Tuesday, February 22, 2011

Growing Spinach in Your Home Vegetable Garden

When I was younger I could not stand the taste of spinach. of course that was more than likely due to the fact the only spinach my mom served came from a frozen box that had to be cooked. Then in my early twenties I grew (no pun intended) to love to eat fresh, raw spinach. That is when I began growing my own spinach. I found that this cool weather crop is a great addition to any home vegetable garden, and a lot easier to grow then you think.

Spinach is a great crop of choice to start indoors. Because it is a cooler weather crop you can start it 3 weeks prior to the last frost of the winter season in your area and move it outdoors. It also makes for a great crop choice for cold frame growers.
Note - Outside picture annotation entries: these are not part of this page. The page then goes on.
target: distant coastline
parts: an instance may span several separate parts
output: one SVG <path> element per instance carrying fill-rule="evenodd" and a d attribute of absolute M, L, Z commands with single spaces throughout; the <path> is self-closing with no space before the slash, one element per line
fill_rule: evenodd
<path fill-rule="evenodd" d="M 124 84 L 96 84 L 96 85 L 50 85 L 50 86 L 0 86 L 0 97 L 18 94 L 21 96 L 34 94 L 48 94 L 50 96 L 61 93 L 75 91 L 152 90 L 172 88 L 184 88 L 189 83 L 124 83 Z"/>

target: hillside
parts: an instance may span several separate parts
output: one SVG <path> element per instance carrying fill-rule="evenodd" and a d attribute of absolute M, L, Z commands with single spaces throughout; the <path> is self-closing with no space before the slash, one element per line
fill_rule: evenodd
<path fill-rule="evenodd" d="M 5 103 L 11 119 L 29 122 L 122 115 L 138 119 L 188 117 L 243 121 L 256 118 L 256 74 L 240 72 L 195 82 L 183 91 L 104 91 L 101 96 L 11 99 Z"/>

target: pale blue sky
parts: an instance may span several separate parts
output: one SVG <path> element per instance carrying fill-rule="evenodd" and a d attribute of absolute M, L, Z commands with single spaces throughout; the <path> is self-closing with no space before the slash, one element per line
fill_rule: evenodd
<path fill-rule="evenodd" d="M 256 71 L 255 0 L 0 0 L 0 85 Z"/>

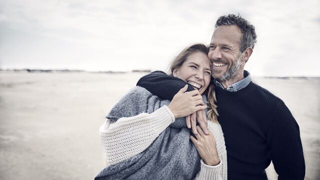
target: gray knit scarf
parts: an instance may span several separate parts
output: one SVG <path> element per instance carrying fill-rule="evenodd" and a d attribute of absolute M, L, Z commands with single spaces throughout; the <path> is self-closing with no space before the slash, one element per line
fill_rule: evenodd
<path fill-rule="evenodd" d="M 202 96 L 206 102 L 205 96 Z M 124 95 L 106 118 L 116 121 L 142 112 L 152 113 L 170 103 L 143 88 Z M 200 156 L 190 140 L 184 118 L 176 118 L 142 152 L 102 170 L 94 180 L 192 180 L 200 170 Z"/>

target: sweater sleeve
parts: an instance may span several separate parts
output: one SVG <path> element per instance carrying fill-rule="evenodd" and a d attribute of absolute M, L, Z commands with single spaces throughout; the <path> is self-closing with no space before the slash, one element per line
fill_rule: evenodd
<path fill-rule="evenodd" d="M 299 126 L 281 101 L 266 132 L 267 143 L 278 180 L 304 180 L 306 166 Z"/>
<path fill-rule="evenodd" d="M 206 164 L 201 160 L 200 170 L 196 174 L 195 180 L 226 180 L 228 179 L 226 150 L 221 126 L 220 124 L 208 120 L 208 129 L 216 139 L 220 163 L 216 166 L 210 166 Z"/>
<path fill-rule="evenodd" d="M 150 114 L 122 118 L 116 122 L 107 118 L 99 131 L 108 165 L 143 152 L 174 120 L 166 106 Z"/>
<path fill-rule="evenodd" d="M 188 84 L 184 80 L 162 71 L 156 71 L 141 78 L 136 86 L 144 88 L 152 94 L 172 100 L 174 96 Z M 188 84 L 187 92 L 194 90 Z"/>

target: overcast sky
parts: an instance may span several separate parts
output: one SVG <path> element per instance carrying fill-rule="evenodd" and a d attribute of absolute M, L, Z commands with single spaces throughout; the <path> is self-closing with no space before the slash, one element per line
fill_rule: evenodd
<path fill-rule="evenodd" d="M 0 68 L 166 70 L 240 13 L 258 43 L 253 76 L 320 76 L 320 0 L 0 0 Z"/>

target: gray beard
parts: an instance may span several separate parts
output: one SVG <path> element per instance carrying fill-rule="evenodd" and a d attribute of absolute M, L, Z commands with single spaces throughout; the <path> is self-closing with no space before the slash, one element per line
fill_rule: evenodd
<path fill-rule="evenodd" d="M 242 58 L 242 56 L 241 54 L 239 55 L 236 58 L 236 62 L 235 64 L 234 64 L 228 71 L 226 72 L 220 78 L 214 78 L 216 80 L 218 81 L 223 81 L 230 79 L 236 72 L 239 70 L 240 68 L 240 65 L 241 64 L 241 59 Z"/>

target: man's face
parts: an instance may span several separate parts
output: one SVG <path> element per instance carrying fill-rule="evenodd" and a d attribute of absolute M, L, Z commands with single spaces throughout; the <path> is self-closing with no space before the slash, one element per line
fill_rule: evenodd
<path fill-rule="evenodd" d="M 226 80 L 243 74 L 242 36 L 241 30 L 235 25 L 222 26 L 214 30 L 208 56 L 212 62 L 212 77 L 216 80 Z"/>

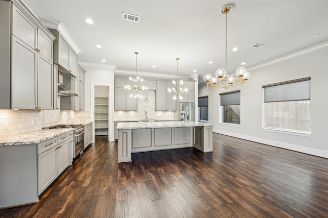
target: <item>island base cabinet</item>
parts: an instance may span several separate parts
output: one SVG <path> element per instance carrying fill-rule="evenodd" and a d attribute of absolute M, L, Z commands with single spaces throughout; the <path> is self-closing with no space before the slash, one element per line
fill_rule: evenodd
<path fill-rule="evenodd" d="M 36 203 L 36 145 L 0 146 L 0 208 Z"/>

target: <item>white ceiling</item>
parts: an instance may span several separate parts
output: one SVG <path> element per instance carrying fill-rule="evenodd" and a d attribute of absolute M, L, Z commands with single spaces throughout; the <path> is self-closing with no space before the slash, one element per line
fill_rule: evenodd
<path fill-rule="evenodd" d="M 179 57 L 179 74 L 195 70 L 199 82 L 224 67 L 225 15 L 219 11 L 227 4 L 234 5 L 228 14 L 229 74 L 242 62 L 249 68 L 328 41 L 327 0 L 24 2 L 39 18 L 63 23 L 82 52 L 79 62 L 101 64 L 105 59 L 133 71 L 137 51 L 138 72 L 176 75 Z M 140 22 L 122 19 L 124 12 L 140 16 Z M 87 17 L 94 24 L 87 23 Z M 315 34 L 320 35 L 309 38 Z M 252 47 L 256 43 L 266 46 Z"/>

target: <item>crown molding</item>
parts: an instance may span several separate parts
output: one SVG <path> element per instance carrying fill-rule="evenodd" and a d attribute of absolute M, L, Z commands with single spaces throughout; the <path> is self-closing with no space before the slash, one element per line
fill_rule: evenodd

Spinach seeds are on the medium sized scale and can be planted as deep as one half inch beneath the surface. In optimal conditions spinach seeds will germinate in as little as seven days, but the normal is fourteen days.

When preparing the site where your spinach will grow, make sure the pH range is in the 6.5 to 7.5 area. As long as you are using composting methods all year round, you should be ok. Pick a spot that receives full sun, and although many varieties of spinach will grow in partial shade, full sun will really give it a great boost.

Spinach requires a decent amount of space. Try to space your spinach plants out at least twelve inches, and if you can spare more room for them, do so. They will repay you with great returns.

Your spinach will be ready to harvest when the leaves are of big enough size to consume. Yes I know that is very generic, however, you can begin to harvest your spinach when you feel the leaves are of adequate size. Use a pair of scissors to cut the spinach leaves off so as to not damage the plant from pulling them off.

Spinach is a great crop because after you harvest some leaves, they will keep producing. Production of your spinach will slow down or stop once the weather becomes too hot, which also makes spinach a great fall crop as well.

Rotates well with all vegetable varieties except for legumes. Companions great with cabbage, celery, lettuce, radish and onions, but not with potatoes.

I can’t promise you that consuming spinach will make you big and strong like Popeye, but I can tell you it is very easy to grow, and fresh spinach is loaded with many vitamins, minerals and nutrients your body needs.